Performance of sampling from random distributions


I am running a training algorithm and in one step, I need to perform Sampling from a Gaussian distribution with a given standard deviation.

Each one epoch in my training takes around 5 seconds if I don’t perform the sampling step.
However, If I do the sampling, it becomes too slow (1 epoch = 120 seconds)!!.

I am doing it using .
Before starting the training, I create a normal distribution object.

import torch.distributions as tdist
normal_dist = tdist.Normal(0.0, sigma ) 

then within my training loop:

noise = normal_dist.sample(w.size())

Any hints why is this happening and if there is a more efficient way?

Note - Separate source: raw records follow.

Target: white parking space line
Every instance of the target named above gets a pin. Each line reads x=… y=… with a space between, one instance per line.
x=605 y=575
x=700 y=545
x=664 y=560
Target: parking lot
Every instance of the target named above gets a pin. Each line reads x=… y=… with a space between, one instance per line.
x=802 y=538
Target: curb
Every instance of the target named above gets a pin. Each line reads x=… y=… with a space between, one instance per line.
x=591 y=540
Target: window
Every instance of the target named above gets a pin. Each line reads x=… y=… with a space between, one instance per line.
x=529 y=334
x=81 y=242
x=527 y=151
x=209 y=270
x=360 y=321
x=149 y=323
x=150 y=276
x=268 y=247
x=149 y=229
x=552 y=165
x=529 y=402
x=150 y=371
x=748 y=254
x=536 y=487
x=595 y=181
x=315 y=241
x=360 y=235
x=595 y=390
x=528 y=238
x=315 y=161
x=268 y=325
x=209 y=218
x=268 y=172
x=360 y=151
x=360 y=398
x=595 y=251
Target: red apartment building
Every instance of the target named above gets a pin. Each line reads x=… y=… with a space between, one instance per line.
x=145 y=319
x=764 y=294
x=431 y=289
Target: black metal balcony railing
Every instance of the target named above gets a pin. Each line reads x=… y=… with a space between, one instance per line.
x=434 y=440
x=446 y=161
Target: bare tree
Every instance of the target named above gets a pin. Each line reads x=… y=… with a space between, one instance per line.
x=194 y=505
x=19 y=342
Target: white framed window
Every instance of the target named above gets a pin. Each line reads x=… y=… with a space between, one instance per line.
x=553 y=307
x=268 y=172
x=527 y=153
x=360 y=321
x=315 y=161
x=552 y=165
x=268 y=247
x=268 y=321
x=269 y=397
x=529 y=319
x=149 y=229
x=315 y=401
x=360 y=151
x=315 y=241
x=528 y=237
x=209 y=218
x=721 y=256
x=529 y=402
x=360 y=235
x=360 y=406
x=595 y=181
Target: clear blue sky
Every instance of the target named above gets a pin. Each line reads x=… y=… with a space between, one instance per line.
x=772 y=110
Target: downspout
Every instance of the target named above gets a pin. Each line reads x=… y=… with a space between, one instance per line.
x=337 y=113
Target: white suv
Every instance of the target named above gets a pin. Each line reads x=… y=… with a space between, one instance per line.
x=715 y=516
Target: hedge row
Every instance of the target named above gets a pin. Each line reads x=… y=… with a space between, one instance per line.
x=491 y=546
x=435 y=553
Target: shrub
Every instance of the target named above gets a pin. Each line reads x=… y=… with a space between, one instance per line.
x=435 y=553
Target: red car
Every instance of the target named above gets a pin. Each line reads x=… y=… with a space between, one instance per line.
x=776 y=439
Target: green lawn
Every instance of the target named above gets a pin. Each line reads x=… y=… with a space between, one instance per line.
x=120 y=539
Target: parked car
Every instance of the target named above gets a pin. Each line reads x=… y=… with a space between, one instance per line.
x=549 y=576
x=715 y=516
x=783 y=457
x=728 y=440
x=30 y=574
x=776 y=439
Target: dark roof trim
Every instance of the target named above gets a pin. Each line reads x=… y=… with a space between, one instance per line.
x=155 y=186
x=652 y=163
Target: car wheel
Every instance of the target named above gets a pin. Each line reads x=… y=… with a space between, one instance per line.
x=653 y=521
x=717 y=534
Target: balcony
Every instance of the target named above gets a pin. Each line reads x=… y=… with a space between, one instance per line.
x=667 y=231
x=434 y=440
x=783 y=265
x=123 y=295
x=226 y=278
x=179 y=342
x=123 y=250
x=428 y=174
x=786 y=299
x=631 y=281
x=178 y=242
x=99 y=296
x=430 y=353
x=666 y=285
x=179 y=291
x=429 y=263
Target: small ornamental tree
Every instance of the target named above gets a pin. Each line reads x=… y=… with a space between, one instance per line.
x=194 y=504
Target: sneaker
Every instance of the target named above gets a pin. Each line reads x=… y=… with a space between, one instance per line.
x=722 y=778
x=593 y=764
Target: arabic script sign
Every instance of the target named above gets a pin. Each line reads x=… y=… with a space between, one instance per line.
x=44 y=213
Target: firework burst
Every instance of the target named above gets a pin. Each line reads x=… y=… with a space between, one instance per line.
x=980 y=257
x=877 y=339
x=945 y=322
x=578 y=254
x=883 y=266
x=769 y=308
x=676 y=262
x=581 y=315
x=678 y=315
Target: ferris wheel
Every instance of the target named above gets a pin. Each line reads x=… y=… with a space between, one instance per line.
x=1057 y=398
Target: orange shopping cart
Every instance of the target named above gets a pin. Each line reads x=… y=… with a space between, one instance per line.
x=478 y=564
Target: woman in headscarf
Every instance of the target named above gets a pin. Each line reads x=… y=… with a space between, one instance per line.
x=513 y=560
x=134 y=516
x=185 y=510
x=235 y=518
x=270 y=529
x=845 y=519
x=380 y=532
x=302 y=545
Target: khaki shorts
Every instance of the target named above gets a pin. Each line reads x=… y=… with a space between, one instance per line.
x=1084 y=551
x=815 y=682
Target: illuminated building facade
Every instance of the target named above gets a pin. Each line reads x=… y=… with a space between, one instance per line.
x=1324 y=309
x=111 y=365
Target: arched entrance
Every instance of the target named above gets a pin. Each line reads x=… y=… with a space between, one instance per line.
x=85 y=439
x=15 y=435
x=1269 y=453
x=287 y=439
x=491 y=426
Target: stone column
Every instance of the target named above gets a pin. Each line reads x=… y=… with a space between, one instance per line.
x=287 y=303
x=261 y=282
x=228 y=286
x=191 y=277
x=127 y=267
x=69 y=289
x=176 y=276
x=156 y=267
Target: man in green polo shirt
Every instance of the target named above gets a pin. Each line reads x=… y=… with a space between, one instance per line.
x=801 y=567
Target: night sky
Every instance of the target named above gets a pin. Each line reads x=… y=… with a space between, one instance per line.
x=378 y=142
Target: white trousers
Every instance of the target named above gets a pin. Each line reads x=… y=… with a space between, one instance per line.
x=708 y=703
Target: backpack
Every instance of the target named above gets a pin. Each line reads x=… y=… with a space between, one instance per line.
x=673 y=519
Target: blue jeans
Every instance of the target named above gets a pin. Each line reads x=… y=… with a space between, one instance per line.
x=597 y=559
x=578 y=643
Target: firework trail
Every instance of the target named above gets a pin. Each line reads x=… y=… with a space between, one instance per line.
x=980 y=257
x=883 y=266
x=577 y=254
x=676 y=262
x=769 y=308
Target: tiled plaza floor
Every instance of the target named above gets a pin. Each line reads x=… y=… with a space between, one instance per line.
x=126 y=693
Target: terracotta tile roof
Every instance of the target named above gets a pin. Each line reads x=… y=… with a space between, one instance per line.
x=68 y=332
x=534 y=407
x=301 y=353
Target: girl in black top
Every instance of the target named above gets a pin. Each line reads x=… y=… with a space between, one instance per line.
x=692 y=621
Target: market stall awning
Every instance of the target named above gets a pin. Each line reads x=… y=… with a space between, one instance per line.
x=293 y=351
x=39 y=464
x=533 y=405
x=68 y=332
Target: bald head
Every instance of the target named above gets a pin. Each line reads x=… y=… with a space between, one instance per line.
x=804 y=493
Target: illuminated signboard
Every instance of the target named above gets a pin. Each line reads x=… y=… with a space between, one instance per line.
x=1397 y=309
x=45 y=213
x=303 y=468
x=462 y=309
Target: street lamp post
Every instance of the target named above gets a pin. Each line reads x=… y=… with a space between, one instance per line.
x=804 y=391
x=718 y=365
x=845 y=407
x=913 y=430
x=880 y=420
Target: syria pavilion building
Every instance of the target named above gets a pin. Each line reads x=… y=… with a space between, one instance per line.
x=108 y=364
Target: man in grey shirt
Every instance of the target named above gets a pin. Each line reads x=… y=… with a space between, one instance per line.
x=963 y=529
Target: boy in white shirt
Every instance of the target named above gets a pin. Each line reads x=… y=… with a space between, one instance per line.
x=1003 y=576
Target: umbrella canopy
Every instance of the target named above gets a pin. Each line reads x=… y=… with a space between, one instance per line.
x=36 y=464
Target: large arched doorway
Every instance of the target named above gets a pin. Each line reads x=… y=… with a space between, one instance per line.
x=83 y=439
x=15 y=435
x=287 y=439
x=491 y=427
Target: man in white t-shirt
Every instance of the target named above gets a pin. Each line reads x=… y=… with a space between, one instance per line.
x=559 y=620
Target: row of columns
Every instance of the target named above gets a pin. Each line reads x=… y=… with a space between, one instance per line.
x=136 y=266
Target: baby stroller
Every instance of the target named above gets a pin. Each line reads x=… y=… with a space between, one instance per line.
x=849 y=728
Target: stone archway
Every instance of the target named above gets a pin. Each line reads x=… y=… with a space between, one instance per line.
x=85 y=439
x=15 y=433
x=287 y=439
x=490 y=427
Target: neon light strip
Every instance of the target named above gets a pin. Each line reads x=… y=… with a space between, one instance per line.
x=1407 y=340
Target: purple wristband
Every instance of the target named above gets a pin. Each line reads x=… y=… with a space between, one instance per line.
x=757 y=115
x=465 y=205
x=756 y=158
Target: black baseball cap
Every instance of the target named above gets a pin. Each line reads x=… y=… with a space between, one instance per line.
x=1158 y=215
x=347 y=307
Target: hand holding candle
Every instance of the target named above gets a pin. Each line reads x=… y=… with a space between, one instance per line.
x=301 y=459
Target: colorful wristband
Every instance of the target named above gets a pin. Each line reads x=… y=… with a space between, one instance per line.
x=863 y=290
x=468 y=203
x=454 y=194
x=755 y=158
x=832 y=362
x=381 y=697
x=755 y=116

  • torch.randn is also as slow.
  • I did comparison between tensorflow vs pytorch performance on random sampling, when the shape of the output noise small PyTorch tends to be faster, but if we are sampling big tensors, TensorFlow is way faster and Pytorch becomes too slow.
  • The size of the output in my epxeriment is 1024x128x128.
1 Like

Could you try to time the noise creation?
Are you using the CPU or GPU?
If you’re using GPU, you should synchronize before starting and stopping the timer:

t0 = time.time()
noise = normal_dist.sample(w.size())
t1 = time.time()
1 Like

I did a small benchmark script to time the noise creation for PyTorch vs TensorFlow.

Noise size = (1024, 128, 128) -
PyTorch Time = 0.09 Sec
TF Time= 0.03 Sec

Noise size = (1024, 256, 256) -
PyTorch Time = 0.398 Sec
TF Time= 0.118 Sec

Since noise sampling torch.randn or normal_dist.sample happens on CPU, then we move the results to GPU. So I measured the time of generation of random noise without actually moving them to GPU.

1 Like

Similar issue for

distrib = MultivariateNormal(loc=torch.zeros(input_dimensionality), covariance_matrix=torch.diag(torch.ones(input_dimensionality[0])))

for N=5 and input_dimensionality=16K

are there any updates on this?

Is there any update to this? I am also finding pytorch sampling slow. I am using torch.distributions.Normal(0, 1).sample.
Edit: I found torch.empty().normal_() faster than torch.distributions.Normal(0, 1).sample, so just managing with this now.